Thursday, October 18, 2007
Converting Zone Data
This time, it’s Eric Van’s turn.
Buy The Book from Amazon
This time, it’s Eric Van’s turn.
Aren’t OOZ plays for one position often BIZ for an adjacent position?
"Somethings funny in CF. I have Ichiro near the top and Sizemore near the bottom, and my eyes tell me that that’s closer to reality than the opposite.”
The guy with the Reds blog, forgot his name, had similar results through his translations of the THT zone data, and I agree that looks closer to what I’ve seen than what UZR says about the two players.
By the way, can you explain the differences between your translations and the Reds’ guy in simple terms.
Eric, I see what you did for the team OOZ opportunities, but how did you apportion those to individual fielders?
I had the same question as Rally. I like the idea of using total balls in play - BIZ - non-zone-outs to get a better measure of opportunities for OOZ plays, but I don’t quite see how you can distribute that to individual fielders beyond looking at BIZ distribution around the field and basing on that.
Maybe doing something like that is still better than just using BIZ or (as Rally does) innings in the denominator for OOZ, but I’d have to play around with the data.
-j
http://sonsofsamhorn.net/index.php?showtopic=23972
In post #12, he lays it out, but the english words in his equations get in the way.
I’m going to guess the following (and if it’s not what Eric is doing it’d be what I’d do):
1. At the league level
a. figure out the number of out of zone plays as Eric is doing, or as logic would dictate
b. figure out, for each position, the share of outs, per total out of zone plays
If for example all positions get 30% outs on all out of zone plays, then the sum of each position will come out to .30. So, maybe SS is .05, CF is .08, etc.
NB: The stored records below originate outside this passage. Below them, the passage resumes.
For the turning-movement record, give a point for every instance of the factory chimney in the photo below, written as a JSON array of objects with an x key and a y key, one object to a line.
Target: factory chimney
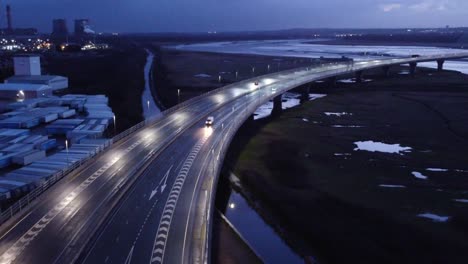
[{"x": 10, "y": 26}]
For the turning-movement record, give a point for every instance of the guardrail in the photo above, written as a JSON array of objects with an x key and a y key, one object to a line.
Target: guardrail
[
  {"x": 316, "y": 68},
  {"x": 201, "y": 253},
  {"x": 25, "y": 201}
]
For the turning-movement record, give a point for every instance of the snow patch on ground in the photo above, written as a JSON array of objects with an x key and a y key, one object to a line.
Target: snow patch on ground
[
  {"x": 434, "y": 217},
  {"x": 419, "y": 175},
  {"x": 381, "y": 147},
  {"x": 436, "y": 169},
  {"x": 391, "y": 186},
  {"x": 342, "y": 126},
  {"x": 316, "y": 96},
  {"x": 337, "y": 114},
  {"x": 353, "y": 80}
]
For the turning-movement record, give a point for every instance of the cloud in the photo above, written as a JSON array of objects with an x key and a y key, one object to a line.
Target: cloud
[
  {"x": 390, "y": 7},
  {"x": 430, "y": 5}
]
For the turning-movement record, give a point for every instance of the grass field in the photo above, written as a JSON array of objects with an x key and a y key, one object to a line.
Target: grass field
[{"x": 333, "y": 204}]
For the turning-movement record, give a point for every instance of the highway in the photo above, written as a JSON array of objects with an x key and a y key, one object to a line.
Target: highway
[{"x": 148, "y": 199}]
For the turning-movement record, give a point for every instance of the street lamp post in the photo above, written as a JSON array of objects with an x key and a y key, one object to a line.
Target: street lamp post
[
  {"x": 115, "y": 125},
  {"x": 66, "y": 147}
]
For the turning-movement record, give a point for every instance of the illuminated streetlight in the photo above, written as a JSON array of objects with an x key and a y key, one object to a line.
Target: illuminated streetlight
[
  {"x": 115, "y": 125},
  {"x": 66, "y": 147}
]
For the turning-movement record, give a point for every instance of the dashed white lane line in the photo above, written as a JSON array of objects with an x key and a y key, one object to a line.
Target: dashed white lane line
[
  {"x": 159, "y": 245},
  {"x": 15, "y": 250}
]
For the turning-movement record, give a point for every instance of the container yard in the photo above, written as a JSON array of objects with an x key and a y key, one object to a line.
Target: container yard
[{"x": 33, "y": 134}]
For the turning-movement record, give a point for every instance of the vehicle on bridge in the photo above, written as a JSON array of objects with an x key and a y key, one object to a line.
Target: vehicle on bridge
[{"x": 209, "y": 121}]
Call this: “lgPosOuts per lgOOZ”
2. At the team level
a. figure out the number of out of zone plays as Eric is doing, or as logic would dictate (i.e., do the same as 1a, but at the team level)
b. take this figure of 2.a, and multiply by “lgPosOuts per lgOOZ”
That’ll give you the number of outs you should get on out of zone plays, for that team position.
3. At the player level
a. figure out the percentage of BIZ your player has to your team’s BIZ for taht position.
b. take the figure of 3.a and multiply it by the figure of 2.b
lgOOZ should be clearer as lgBOZ
I like this plan. Its pretty much what I theorized doing with OOZ opps from my first THT article on there defensive stats, but I never got around to doing all the math.
One more step I would suggest: control for groundball/flyball mix when dividing up your OOZ chances for each position.
I have an article ready to go for THT on figuring OOZ opportunities (though I do it differently from Eric), and my basic finding is that it doesn’t really change much from simply estimating OOZ based on BIZ. Seems that Eric is actually showing the same result, though of course that’s not what he says.
Its really not much different using innings instead of BIZ, but I’ve found that innings give you slightly more conservative results.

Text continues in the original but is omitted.